Simple Data Augmentation for Multilingual NLU in Task Oriented Dialogue Systems
p. 250-256
Résumé
Data augmentation has shown potential in alleviating data scarcity for Natural Language Understanding (e.g. slot filling and intent classification) in task-oriented dialogue systems. As prior work has been mostly experimented on English datasets, we focus on five different languages, and consider a setting where limited data are available. We investigate the effectiveness of non-gradient based augmentation methods, involving simple text span substitutions and syntactic manipulations. Our experiments show that (i) augmentation is effective in all cases, particularly for slot filling; and (ii) it is beneficial for a joint intent-slot model based on multilingual BERT, both for limited data settings and when full training data is used.
Remerciements
We thank Valentina Bellomaria for providing the Italian SNIPS dataset. We thank Clara Vania for the feedback on the early draft of the paper.
Texte intégral
1. Introduction
1Natural Language Understanding (NLU) in task-oriented dialogue systems is responsible for parsing user utterances to extract the intent of the user and the arguments of the intent (i.e. slots) into a semantic representation, typically a semantic frame (Tur and De Mori 2011). For example, the utterance “Play Jeff Pilson on Youtube" has the intent PlayMusic and “Youtube" as value for the slot Service. As more skills are added to the dialogue system, the NLU model frequently needs to be updated to scale to new domains and languages, a situation which typically becomes problematic when labeled data are limited (data scarcity).
2One way to combat data scarcity is through data augmentation (DA) techniques performing label preserving operations to produce auxiliary training data. Recently, DA has shown potential in tasks such as machine translation (Fadaee, Bisazza, and Monz 2017), constituency and dependency parsing (Şahin and Steedman 2018; Vania et al. 2019), and text classification (Wei and Zou 2019; Kumar, Choudhary, and Cho 2020). As for slot filling (SF) and intent classification (IC), a number of DA methods have been proposed to generate synthetic utterances using sequence to sequence models (Hou et al. 2018; Zhao, Zhu, and Yu 2019), Conditional Variational Auto Encoder (Yoo, Shin, and Lee 2019), or pre-trained NLG models (Peng et al. 2020). To date, most of the DA methods are evaluated on English and it is not clear whether the same finding apply to other languages.1
3In this paper, we study the effectiveness of DA on several non-English datasets for NLU in task-oriented dialogue systems. We experiment with existing lightweight, non-gradient based, DA methods from that produces varying slot values through substitution and sentence structure manipulation by leveraging syntactic information from a dependency parser. We evaluate the DA methods on NLU datasets from five languages: Italian, Hindi, Turkish, Spanish, and Thai. The contributions of our paper are as follows:
We assess the applicability of DA methods for NLU in task-oriented dialogue systems in five languages.

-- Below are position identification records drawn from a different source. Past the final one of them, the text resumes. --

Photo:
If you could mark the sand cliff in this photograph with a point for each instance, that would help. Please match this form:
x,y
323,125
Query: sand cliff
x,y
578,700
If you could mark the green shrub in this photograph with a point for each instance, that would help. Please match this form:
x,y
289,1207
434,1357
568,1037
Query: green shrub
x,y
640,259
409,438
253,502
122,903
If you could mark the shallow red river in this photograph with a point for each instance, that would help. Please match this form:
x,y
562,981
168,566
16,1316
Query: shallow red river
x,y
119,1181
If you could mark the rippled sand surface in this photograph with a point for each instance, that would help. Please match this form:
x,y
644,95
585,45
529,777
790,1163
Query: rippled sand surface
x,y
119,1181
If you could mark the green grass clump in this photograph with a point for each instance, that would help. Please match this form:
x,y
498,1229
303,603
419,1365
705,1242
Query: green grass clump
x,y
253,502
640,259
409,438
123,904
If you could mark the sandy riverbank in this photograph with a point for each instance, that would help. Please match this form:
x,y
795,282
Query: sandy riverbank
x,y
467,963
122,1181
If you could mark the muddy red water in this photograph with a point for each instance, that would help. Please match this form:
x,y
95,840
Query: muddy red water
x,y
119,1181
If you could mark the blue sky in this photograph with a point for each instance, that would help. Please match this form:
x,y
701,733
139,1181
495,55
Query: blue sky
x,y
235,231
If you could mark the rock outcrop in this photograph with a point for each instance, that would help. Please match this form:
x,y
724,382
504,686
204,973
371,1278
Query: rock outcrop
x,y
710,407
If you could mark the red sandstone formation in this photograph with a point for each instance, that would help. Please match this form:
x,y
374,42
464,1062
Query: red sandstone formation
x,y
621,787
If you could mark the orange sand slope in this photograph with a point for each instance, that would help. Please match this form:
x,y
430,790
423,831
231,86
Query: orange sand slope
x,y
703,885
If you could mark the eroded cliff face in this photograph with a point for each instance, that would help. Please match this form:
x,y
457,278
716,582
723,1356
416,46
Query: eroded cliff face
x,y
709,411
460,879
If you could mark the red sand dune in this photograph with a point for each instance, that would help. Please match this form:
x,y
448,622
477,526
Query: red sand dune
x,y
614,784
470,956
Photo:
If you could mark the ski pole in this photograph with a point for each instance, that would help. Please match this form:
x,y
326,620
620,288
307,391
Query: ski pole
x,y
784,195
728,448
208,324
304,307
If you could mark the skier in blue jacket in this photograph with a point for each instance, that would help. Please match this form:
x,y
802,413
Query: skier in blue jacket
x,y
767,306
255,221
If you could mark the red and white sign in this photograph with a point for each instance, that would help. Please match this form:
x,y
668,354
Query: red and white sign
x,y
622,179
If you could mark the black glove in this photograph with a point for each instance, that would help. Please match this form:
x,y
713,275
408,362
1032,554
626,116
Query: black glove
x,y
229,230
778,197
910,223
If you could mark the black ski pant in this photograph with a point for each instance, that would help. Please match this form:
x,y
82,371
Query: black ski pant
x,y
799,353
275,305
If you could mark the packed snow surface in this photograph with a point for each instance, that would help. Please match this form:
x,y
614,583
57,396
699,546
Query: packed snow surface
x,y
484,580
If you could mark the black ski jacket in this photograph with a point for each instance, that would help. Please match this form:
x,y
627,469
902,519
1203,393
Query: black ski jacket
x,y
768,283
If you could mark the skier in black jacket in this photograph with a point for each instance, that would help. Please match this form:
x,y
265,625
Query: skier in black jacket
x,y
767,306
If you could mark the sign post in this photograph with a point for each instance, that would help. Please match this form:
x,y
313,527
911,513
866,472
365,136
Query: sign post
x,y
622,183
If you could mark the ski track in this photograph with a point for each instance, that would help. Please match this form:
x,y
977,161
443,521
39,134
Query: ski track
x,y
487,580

We demonstrate that simple DA can improve performance on all languages despite different characteristic of the languages.
We show that a large pre-trained multilingual BERT (M-Bert) (Devlin et al. 2019) can still benefit from DA, in particular for slot filling.
3.1 Slot Filling and Intent Classification
4The NLU component of a task-oriented dialogue system is responsible in a parsing user utterance into a semantic representation, such as semantic frame. The semantic frame conveys information, namely the user intent and the corresponding arguments of the intent. Extracting such information involves slot filling (SF) and intent classification (IC) tasks.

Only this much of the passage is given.